Advances in robot autonomy have moved humans to a different level of interaction, where the ultimate success hinges on how effectively and intuitively humans and robots can work together to correctly accomplish a task. However, most service robots currently require fairly detailed low-level guidance from a trained operator, which often leads to constrained and non-intuitive interaction.
Alternatively, natural language provides a rich, intuitive and flexible medium for humans and robots to communicate information. Our goal is to enable robots to understand natural language utterances in the context of their workspaces. We seek algorithmic models that bridge the semantic gap between high-level concepts (e.g. entities, events, routes, etc.) embedded in language utterances and their low-level metric representations (e.g. cost maps and point clouds) necessary for a robot to act in the world.
We have developed probabilistic models like Generalized Grounding Graphs and Distributed Correspondence Graphs to infer a grounding for language descriptions in the context of the agent’s perceived representation. In recent work, we introduced Adaptive Distributed Correspondence Graphs for efficient reasoning about abstract spatial concepts.
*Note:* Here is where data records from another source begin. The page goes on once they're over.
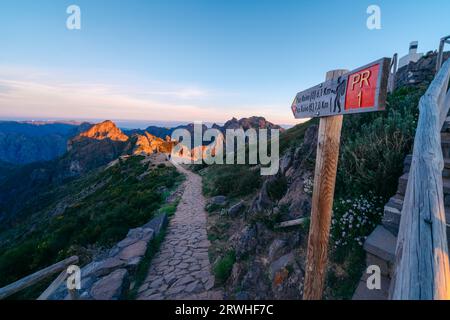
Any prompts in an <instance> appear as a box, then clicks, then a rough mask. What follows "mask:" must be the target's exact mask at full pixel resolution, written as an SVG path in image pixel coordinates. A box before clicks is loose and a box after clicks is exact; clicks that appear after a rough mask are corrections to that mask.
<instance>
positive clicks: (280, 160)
mask: <svg viewBox="0 0 450 320" xmlns="http://www.w3.org/2000/svg"><path fill="white" fill-rule="evenodd" d="M291 164H292V152H291V151H288V152H287V153H286V154H285V155H284V156H283V157H282V158H281V159H280V172H281V174H285V173H286V171H287V170H288V169H289V167H290V166H291Z"/></svg>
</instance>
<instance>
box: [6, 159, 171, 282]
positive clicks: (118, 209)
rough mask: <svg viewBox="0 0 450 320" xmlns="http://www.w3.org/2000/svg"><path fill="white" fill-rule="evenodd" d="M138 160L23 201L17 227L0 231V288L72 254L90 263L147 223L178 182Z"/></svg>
mask: <svg viewBox="0 0 450 320" xmlns="http://www.w3.org/2000/svg"><path fill="white" fill-rule="evenodd" d="M143 159H144V158H143V157H140V156H135V157H130V158H127V159H124V160H119V161H118V162H117V163H116V164H115V165H113V166H111V167H109V168H107V169H100V170H94V171H91V172H89V173H88V174H86V175H84V176H81V177H79V178H77V179H75V180H72V181H70V182H66V183H63V184H61V185H58V186H54V187H50V188H47V189H46V190H45V191H42V192H41V193H40V194H39V195H38V196H34V197H30V198H28V199H26V200H24V201H25V202H26V203H25V204H24V205H23V209H22V211H21V212H19V213H18V214H19V215H21V216H23V219H22V220H21V221H20V223H18V222H17V223H12V224H10V226H9V227H8V228H2V229H0V273H1V274H2V277H0V287H1V286H3V285H5V284H7V283H10V282H12V281H15V280H17V279H18V278H20V277H23V276H25V275H28V274H31V273H32V272H34V271H36V270H38V269H40V268H42V267H45V266H48V265H51V264H52V263H54V262H56V261H58V260H60V259H63V258H66V257H67V256H70V255H73V254H76V255H78V256H80V258H81V264H83V263H85V262H87V261H90V259H91V258H92V256H93V255H95V254H96V252H98V250H100V249H102V248H103V247H108V246H109V245H110V244H111V243H114V242H116V241H118V240H120V239H122V238H123V237H124V236H125V235H126V234H127V232H128V230H129V229H130V228H134V227H137V226H140V225H142V224H144V223H146V222H147V221H148V220H149V219H151V218H152V216H153V215H154V214H155V213H156V211H157V210H158V208H159V207H160V206H161V204H162V203H163V200H164V197H165V196H166V195H167V190H169V189H171V188H173V187H174V186H175V184H176V183H177V182H178V181H179V178H180V176H179V174H178V173H177V171H176V170H175V168H173V167H172V166H170V165H168V166H151V162H150V163H149V162H144V161H142V160H143ZM144 173H146V174H144ZM2 226H4V224H2Z"/></svg>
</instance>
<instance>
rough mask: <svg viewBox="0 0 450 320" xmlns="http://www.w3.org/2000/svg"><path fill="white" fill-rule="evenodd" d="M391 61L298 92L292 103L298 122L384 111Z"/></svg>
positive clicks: (389, 58) (374, 64) (371, 64)
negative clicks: (319, 117) (305, 119)
mask: <svg viewBox="0 0 450 320" xmlns="http://www.w3.org/2000/svg"><path fill="white" fill-rule="evenodd" d="M390 60H391V59H390V58H383V59H380V60H378V61H375V62H373V63H370V64H368V65H366V66H363V67H361V68H358V69H356V70H353V71H350V72H348V73H346V74H344V75H342V76H340V77H339V78H337V79H333V80H329V81H325V82H323V83H321V84H319V85H317V86H315V87H312V88H310V89H308V90H305V91H302V92H299V93H298V94H297V95H296V97H295V99H294V102H293V103H292V107H291V108H292V112H293V114H294V116H295V118H297V119H303V118H313V117H326V116H332V115H338V114H351V113H360V112H372V111H381V110H384V108H385V106H386V96H387V86H388V78H389V68H390Z"/></svg>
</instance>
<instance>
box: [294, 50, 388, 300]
mask: <svg viewBox="0 0 450 320" xmlns="http://www.w3.org/2000/svg"><path fill="white" fill-rule="evenodd" d="M390 60H391V59H389V58H383V59H380V60H378V61H375V62H373V63H370V64H368V65H366V66H364V67H361V68H358V69H356V70H353V71H351V72H346V70H334V71H330V72H328V73H327V76H326V81H325V82H324V83H321V84H319V85H317V86H315V87H312V88H310V89H308V90H305V91H302V92H299V93H298V94H297V95H296V97H295V99H294V102H293V104H292V107H291V109H292V112H293V114H294V116H295V118H297V119H301V118H312V117H321V118H320V123H319V134H318V141H317V142H318V143H317V156H316V169H315V172H314V190H313V197H312V209H311V224H310V229H309V238H308V249H307V261H306V276H305V283H304V289H303V299H305V300H318V299H321V298H322V293H323V286H324V280H325V273H326V264H327V260H328V242H329V234H330V225H331V211H332V208H333V199H334V186H335V182H336V172H337V164H338V158H339V145H340V139H341V128H342V120H343V115H344V114H353V113H361V112H372V111H381V110H384V108H385V105H386V96H387V87H388V78H389V67H390Z"/></svg>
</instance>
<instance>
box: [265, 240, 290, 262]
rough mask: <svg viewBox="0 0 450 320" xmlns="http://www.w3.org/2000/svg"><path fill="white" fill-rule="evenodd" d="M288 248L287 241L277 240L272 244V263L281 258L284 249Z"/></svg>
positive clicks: (271, 246)
mask: <svg viewBox="0 0 450 320" xmlns="http://www.w3.org/2000/svg"><path fill="white" fill-rule="evenodd" d="M285 247H286V241H284V240H281V239H275V240H274V241H273V242H272V244H271V245H270V246H269V253H268V258H269V261H270V262H273V261H274V260H275V259H277V258H278V257H279V256H280V253H281V251H282V250H283V248H285Z"/></svg>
Our ongoing research focuses on acquiring semantic knowledge about the environment from observations or language descriptions. This allows the robot to ground commands that refer to past events or acquired factual knowledge. Another area of research addresses language understanding for specifying high-level tasks like search and rescue operations. Further, we are also investigating language understanding in partially known environments and exploration strategies for acquiring new and unknown concepts.